I got the vintage: My ugly house is a sorta Arts and Crafts foursquare built sometime in the mid to late 1920s. I got my three bedrooms. I got my two storeys, and a third one to boot. I got my nice view. And I got my fenced-in yard, with enough space for a garden.
I also got a brick house that was in very good shape, even without considering its age. What I didn't get was a house that really looked the way "my" house should. Or a house that really knows what it wants to be. Or that I really know what I want it to be.
The interior trim is more or less Arts and Crafts as to profile-- but the last two sets of previous owners painted it. The POs-1 were keen on what they thought was Victorian style, so they stuck wooden gingerbread bits in all the Arts and Crafts openings. And they hung beige floral "Victorian" wallpaper everywhere except the two second floor bedrooms and bathroom.
When I was in high school and college I really liked Victorian. But that was then. Anyway, the house isn't Victorian. It's a 1920s foursquare. So why don't I clear out all this Queen Vickie decor and go for clean A&C?
Because of the black and white marble true Victorian mantlepiece imported by the POs-1, which-- alas for me! I fell in love with at first sight.
I'm surprised they didn't paint it beige. When they did whatever it was they did with the original wood exterior trim and replaced it with aluminum eaves and soffits, they went for a striking contrast with the beige brick-- and ordered it in beige. To give them credit, their color choice for the interior first floor trim was cream. But my POs soon took care of that. They got themselves some nice "mushroom tan" paint and redid it in-- you guessed it-- beige. And the wall-to-wall carpet they laid on the stairway and on up to the second and third floors? Got it again-- beige.
I hate beige. Beige drives me to catatonic sensory deprivation insanity. But I was moving here to take a new job. I had to settle on a house. And I walked into this one, saw the natural oak stair newell and hallway bench, and in my charming Midwestern naivete thought, "Oh, the woodwork must all be oak, just like back home. I'll strip it!"
So I bought the house, and I've been stripping yellow pine woodwork ever since. Hasn't taken that much work so far-- My POs-1 didn't bother to prime the trim first, and the paint has been very happy to chip off with a little persuasion from a razor blade scraper. It looks very scabby where the paint stuck, but even so, I think the dark woodwork makes the beige wallpaper (temporarily) endurable.
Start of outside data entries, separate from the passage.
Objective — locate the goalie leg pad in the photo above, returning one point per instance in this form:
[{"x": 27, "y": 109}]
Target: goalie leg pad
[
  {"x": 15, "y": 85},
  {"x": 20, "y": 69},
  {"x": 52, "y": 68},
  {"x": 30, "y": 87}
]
Shortly after I moved in I painted and debeiged my third floor study. I had the electrician in twice for some major rewiring. After a year and a half I finally got my kitchen stripped and painted and the cabinets rehung. And I've chipped and chipped at the stupid beige paint.
But frankly, I've been putting off tackling those stuck-on bits. I keep thinking there must be some way to do it without ruining the finish. And I haven't quite figured out the scheme that'll pull together the woodwork (once it's done) and the fireplace and oh yes, the ersatz wood floor I can't afford to replace and the brown metal insulated windows that mostly work but look awful, without putting me into bankruptcy court. Or that'll mean replacing all my existing furniture with Genuine Victorian. Which ditto.
So do you blame me if I've focussed most of my renovation energies on my garden? So with a few garden entries are how this blog begins, and I'll pick up on what I actually am doing (and have done) in the house as I go along.